Piazza_del_Campidoglio

L’idea di una super-giunta composta da parlamentari a supporto dell’azione Ignazio Marino scuote il Campidoglio. L’ipotesi però è stata già corretta e rivista dagli stessi interessati Ignazio Marino e Matteo Orfini che ieri si sono incontrati per trovare una quadra sul rimpasto. All’orizzonte, dopo il ‘responso’ del ministro Angelino Alfano sulla sopravvivenza del Comune, ci sarebbe un corposo cambio nell’esecutivo comunale.

Che però, nemmeno annunciato, già ha suscitato polemiche nella maggioranza capitolina. Dal Partito Democratico sarebbe arrivata la richiesta di cambiare la figura del vicesindaco (ruolo ora ricoperto da Luigi Nieri, esponente di Sel) con una figura del Pd. Il refrain non è affatto nuovo, ma da Sinistra Ecologia e Libertà sottolineano che in questo caso sono pronti ad aprire la crisi.

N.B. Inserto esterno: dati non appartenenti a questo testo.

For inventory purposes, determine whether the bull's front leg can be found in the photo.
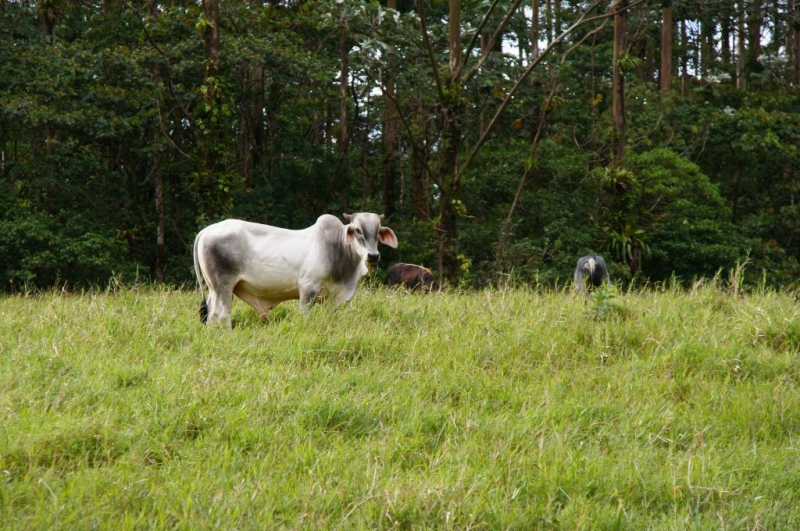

E il capogruppo Gianluca Peciola ha avvertito: «La fase due deve concretizzarsi nella fine delle ingerenze politiche destabilizzanti del Pd nazionale su Roma». Sull’ipotesi di parlamentari che entrino in giunta restando parlamentari in deroga, non trapela entusiasmo nemmeno nel Pd capitolino: «Mi sembrano ragionamenti prematuri», il commento del capogruppo Fabrizio Panecaldo. Che ha rimandato la palla direttamente al primo cittadino: «Deve dirci come vuole interpretare la fase due. Deve valutare il sindaco, che ha ben chiaro – dopo due anni – se vi sono innesti da fare e cose da cambiare».

«Se qualcuno si illude che cambiando qualche assessore l’amministrazione comunale di Roma possa riprendere efficienza si illude», la posizione del deputato Roberto Morassut. Da parte sua, Orfini ha smentito su twitter: con Marino ieri «abbiamo parlato di progetti per Roma. Non di rimpasti. Con buona pace dei retroscena pubblicati oggi». Identica la linea del Campidoglio: «Tutte le voci e i retroscena usciti sui giornali di oggi a proposito di rimpasti o fantasiosi totonomi sono del tutto privi di ogni fondamento».

Dopo le conclusioni di Alfano su Mafia Capitale, la strategia di Marino a quanto si apprende è questa: incontrare tutti insieme e poi uno per uno i suoi assessori chiedendo di «triplicare gli sforzi» e, dopo la fase del risanamento, avviare quella delle risposte concrete ai cittadini in termini di strade riparate, trasporti pubblici funzionanti e pulizia della città: chi se la sentirà dentro, chi no fuori.

Nell’immediato, dunque, più che in un rimpasto politico la fase due sembra sostanziarsi, dunque, nello sprint su un ‘rimpasto amministrativo’ con l’innesto di nuove figure dirigenziali. Dopo le dimissioni del segretario generale di Roma Capitale, Liborio Iudicello, per sostituirlo sul tavolo di Marino c’è il nome di Serafina Buarnè, attuale responsabile dell’anti-corruzione del Comune.

Oltre a lei, nella rosa di nomi compaiono anche l’attuale segretario generale del Comune di Fiumicino Stefania Dota e il vicesegretario generale del Campidoglio Luigi Maggio. La scelta passerà in ogni caso per un avviso pubblico. In Campidoglio, intanto, è già arrivato un nuovo collaboratore, sul welfare. Il sindaco ha firmato l’ordinanza che incarica il ventiquattrenne Matteo Zocchi a svolgere questo compito, a titolo gratuito, per un anno.